Die Ankündigung von Bundesgesundheitsminister Karl Lauterbach (SPD), seine geplante Finanzierungsreform der Pflegeversicherung voraussichtlich in der laufenden Wahlperiode nicht mehr umzusetzen, stößt auf breite Kritik. „Die Pflegesituation und ihre Finanzierung werden sich weiter zuspitzen, wenn wir jetzt nichts tun“, sagte Jens Teutrine, pflegepolitischer Sprecher der FDP-Bundestagsfraktion, der „Welt“ (Mittwochausgabe).

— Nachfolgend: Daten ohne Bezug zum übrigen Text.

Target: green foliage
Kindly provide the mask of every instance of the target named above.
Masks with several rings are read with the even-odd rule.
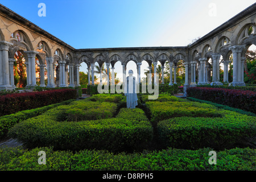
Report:
[[[146,102],[146,106],[150,110],[151,122],[156,123],[174,117],[212,117],[221,115],[214,106],[196,102]]]
[[[159,122],[158,131],[164,146],[183,149],[210,147],[230,148],[256,136],[255,117],[219,110],[216,118],[178,117]]]
[[[158,98],[156,100],[148,100],[148,95],[142,95],[141,97],[142,103],[145,103],[146,102],[150,101],[158,101],[158,102],[174,102],[179,100],[178,98],[175,96],[172,96],[170,94],[160,94],[158,95]]]
[[[14,125],[22,121],[35,117],[36,116],[42,114],[47,110],[60,105],[69,104],[70,102],[74,101],[74,100],[70,100],[62,102],[61,103],[52,104],[46,106],[42,107],[36,109],[26,110],[6,115],[0,117],[0,138],[5,136],[8,131]]]
[[[122,110],[117,118],[110,118],[116,107],[112,102],[75,101],[20,122],[11,129],[9,136],[30,148],[52,146],[60,150],[129,151],[148,144],[152,127],[144,112],[135,109],[131,115],[130,110]],[[68,122],[71,121],[81,121]]]
[[[216,107],[218,107],[218,109],[230,110],[230,111],[235,111],[235,112],[237,112],[237,113],[240,113],[242,114],[246,114],[247,115],[256,117],[256,114],[254,113],[251,113],[249,111],[246,111],[243,110],[237,109],[237,108],[225,106],[224,105],[221,105],[221,104],[217,104],[217,103],[214,103],[214,102],[210,102],[210,101],[201,100],[199,100],[199,99],[195,98],[193,97],[187,97],[187,99],[188,99],[191,101],[193,101],[193,102],[199,102],[200,103],[205,103],[207,104],[210,104],[210,105],[212,105],[216,106]]]
[[[216,165],[208,163],[212,148],[168,148],[142,153],[114,154],[105,150],[54,151],[0,148],[1,171],[255,171],[256,150],[236,148],[217,152]],[[39,165],[38,152],[46,153],[46,165]]]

„Es braucht mehr pragmatischen Reformwillen statt ideologischer Ablenkungsmanöver. Mehr Steuerzuschüsse zu fordern, ohne zu sagen, wo stattdessen eingespart werden soll, ist unzureichend“, so Teutrine. „Steuererhöhungen wären Gift für das notwendige Wirtschaftswachstum.“
Pflegewissenschaftler Heinz Rothgang von der Universität Bremen, dessen Empfehlungen in diversen Pflegegesetzen umgesetzt wurden, kritisierte: „Dass der Minister einräumt, dass die Probleme in dieser Legislaturperiode nicht mehr grundlegend angepackt werden können, ist eine Bankrotterklärung der Bundesregierung, die sich – so der Gesundheitsminister – wegen interner Meinungsverschiedenheiten selbst für handlungsunfähig erklärt.“
Eugen Brysch, Vorsitzender der Stiftung Patientenschutz, warf Lauterbach vor, politische Stimmung auf Kosten hilfsbedürftiger Menschen zu machen. Dabei lenke er vom eigenen Versagen ab. „Während Lauterbach bei vielen seiner Themen voranprescht und sich für seine Ideen starkmacht, lässt er Pflegebedürftige und Beitragszahler im Regen stehen.“
Auch die Vertreter der Pflegekassen zeigten wenig Verständnis. „Ein Jahr vor Ende der Legislaturperiode wird das unbedingt Notwendige als nicht mehr machbar benannt – das ist mehr als irritierend. Angesichts der steigenden Zahlen an Pflegebedürftigen muss eine Finanzreform der Pflegeversicherung ganz oben auf der Tagesordnung stehen“, sagte Gernot Kiefer, stellvertretender Vorstandsvorsitzender des GKV-Spitzenverbandes.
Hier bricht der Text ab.